NAS-FPN: Learning Scalable Feature Pyramid Architecture for Object Detection
This work addresses the need for automated and efficient feature pyramid designs in object detection, offering incremental improvements in accuracy and speed for applications like mobile vision.
The paper tackles the problem of manually designing feature pyramid networks for object detection by using Neural Architecture Search to discover a scalable architecture, NAS-FPN, which improves mobile detection accuracy by 2 AP and achieves 48.3 AP with less computation time than Mask R-CNN.
Current state-of-the-art convolutional architectures for object detection are manually designed.
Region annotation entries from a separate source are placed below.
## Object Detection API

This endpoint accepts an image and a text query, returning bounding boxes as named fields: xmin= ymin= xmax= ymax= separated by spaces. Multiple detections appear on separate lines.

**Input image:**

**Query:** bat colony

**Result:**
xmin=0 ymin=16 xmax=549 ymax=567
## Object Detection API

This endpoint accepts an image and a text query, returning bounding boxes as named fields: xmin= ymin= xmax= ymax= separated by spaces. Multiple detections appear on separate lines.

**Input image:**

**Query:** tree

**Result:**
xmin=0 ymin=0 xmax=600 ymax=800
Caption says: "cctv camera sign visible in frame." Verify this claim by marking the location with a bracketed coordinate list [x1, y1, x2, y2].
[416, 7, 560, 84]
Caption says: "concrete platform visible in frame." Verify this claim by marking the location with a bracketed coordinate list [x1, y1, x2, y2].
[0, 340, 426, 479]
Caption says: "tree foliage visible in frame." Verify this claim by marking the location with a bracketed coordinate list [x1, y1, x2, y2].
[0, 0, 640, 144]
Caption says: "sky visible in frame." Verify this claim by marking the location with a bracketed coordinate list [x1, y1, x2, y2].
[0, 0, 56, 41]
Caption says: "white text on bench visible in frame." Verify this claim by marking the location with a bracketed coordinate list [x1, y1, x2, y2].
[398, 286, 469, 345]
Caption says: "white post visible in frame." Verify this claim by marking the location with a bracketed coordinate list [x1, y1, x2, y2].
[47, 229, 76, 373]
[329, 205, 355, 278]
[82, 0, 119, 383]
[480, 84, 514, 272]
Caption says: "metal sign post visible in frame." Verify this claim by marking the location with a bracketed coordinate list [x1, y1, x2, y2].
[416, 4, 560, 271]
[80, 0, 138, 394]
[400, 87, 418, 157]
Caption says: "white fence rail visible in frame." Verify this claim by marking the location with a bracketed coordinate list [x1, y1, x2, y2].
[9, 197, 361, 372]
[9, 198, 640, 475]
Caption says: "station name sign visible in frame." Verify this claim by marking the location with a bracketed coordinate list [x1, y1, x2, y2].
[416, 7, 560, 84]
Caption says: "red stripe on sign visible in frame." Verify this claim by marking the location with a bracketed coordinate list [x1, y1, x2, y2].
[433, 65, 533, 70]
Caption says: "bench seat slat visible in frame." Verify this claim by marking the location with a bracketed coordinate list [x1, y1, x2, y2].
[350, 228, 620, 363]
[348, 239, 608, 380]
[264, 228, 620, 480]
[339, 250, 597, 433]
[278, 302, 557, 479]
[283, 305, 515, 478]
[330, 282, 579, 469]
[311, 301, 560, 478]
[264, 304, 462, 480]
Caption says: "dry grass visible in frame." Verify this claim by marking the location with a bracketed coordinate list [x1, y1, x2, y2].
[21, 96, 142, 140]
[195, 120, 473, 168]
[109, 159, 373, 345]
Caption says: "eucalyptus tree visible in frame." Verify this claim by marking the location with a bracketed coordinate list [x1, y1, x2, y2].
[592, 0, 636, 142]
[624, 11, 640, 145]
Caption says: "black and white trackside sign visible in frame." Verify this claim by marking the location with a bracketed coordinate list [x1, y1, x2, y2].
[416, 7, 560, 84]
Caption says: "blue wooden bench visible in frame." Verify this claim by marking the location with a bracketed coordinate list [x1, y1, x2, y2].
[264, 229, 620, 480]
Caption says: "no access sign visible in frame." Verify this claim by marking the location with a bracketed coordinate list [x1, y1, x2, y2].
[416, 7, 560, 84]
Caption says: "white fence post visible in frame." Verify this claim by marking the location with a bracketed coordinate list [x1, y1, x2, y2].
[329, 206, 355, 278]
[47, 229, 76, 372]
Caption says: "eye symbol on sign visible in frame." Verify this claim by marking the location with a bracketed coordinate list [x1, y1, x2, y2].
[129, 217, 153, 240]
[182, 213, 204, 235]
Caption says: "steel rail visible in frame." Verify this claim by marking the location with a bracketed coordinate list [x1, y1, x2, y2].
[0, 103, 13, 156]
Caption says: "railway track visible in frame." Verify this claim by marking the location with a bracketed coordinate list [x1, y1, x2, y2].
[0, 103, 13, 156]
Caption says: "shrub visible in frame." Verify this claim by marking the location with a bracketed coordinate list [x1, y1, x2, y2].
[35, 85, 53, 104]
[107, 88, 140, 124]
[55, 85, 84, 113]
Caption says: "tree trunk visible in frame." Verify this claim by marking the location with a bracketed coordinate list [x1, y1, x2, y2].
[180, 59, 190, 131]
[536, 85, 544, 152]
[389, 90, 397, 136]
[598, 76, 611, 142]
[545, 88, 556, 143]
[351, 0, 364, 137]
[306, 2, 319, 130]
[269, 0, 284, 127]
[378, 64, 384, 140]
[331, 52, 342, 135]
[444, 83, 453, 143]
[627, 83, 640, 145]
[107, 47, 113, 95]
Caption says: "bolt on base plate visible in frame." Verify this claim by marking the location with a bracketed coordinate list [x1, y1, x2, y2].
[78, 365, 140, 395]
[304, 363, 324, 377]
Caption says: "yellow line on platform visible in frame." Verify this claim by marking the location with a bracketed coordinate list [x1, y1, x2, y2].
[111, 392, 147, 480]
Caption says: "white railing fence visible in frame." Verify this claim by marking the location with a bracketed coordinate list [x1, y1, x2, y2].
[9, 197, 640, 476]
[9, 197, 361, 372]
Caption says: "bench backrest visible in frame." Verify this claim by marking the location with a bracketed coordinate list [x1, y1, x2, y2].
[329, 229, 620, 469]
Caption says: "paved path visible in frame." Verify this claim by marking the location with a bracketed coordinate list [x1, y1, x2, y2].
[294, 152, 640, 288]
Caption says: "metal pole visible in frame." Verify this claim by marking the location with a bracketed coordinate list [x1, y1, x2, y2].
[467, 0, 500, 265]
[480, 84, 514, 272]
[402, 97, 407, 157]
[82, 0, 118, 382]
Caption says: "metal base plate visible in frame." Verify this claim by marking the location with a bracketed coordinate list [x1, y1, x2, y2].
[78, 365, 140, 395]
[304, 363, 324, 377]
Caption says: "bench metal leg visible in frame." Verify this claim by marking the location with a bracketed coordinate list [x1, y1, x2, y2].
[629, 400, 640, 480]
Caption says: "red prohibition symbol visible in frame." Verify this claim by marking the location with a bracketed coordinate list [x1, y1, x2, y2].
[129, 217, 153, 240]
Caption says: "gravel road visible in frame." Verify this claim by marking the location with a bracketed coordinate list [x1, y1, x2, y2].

Here we aim to learn a better architecture of feature pyramid network for object detection. We adopt Neural Architecture Search and discover a new feature pyramid architecture in a novel scalable search space covering all cross-scale connections. The discovered architecture, named NAS-FPN, consists of a combination of top-down and bottom-up connections to fuse features across scales. NAS-FPN, combined with various backbone models in the RetinaNet framework, achieves better accuracy and latency tradeoff compared to state-of-the-art object detection models. NAS-FPN improves mobile detection accuracy by 2 AP compared to state-of-the-art SSDLite with MobileNetV2 model in [32] and achieves 48.3 AP which surpasses Mask R-CNN [10] detection accuracy with less computation time.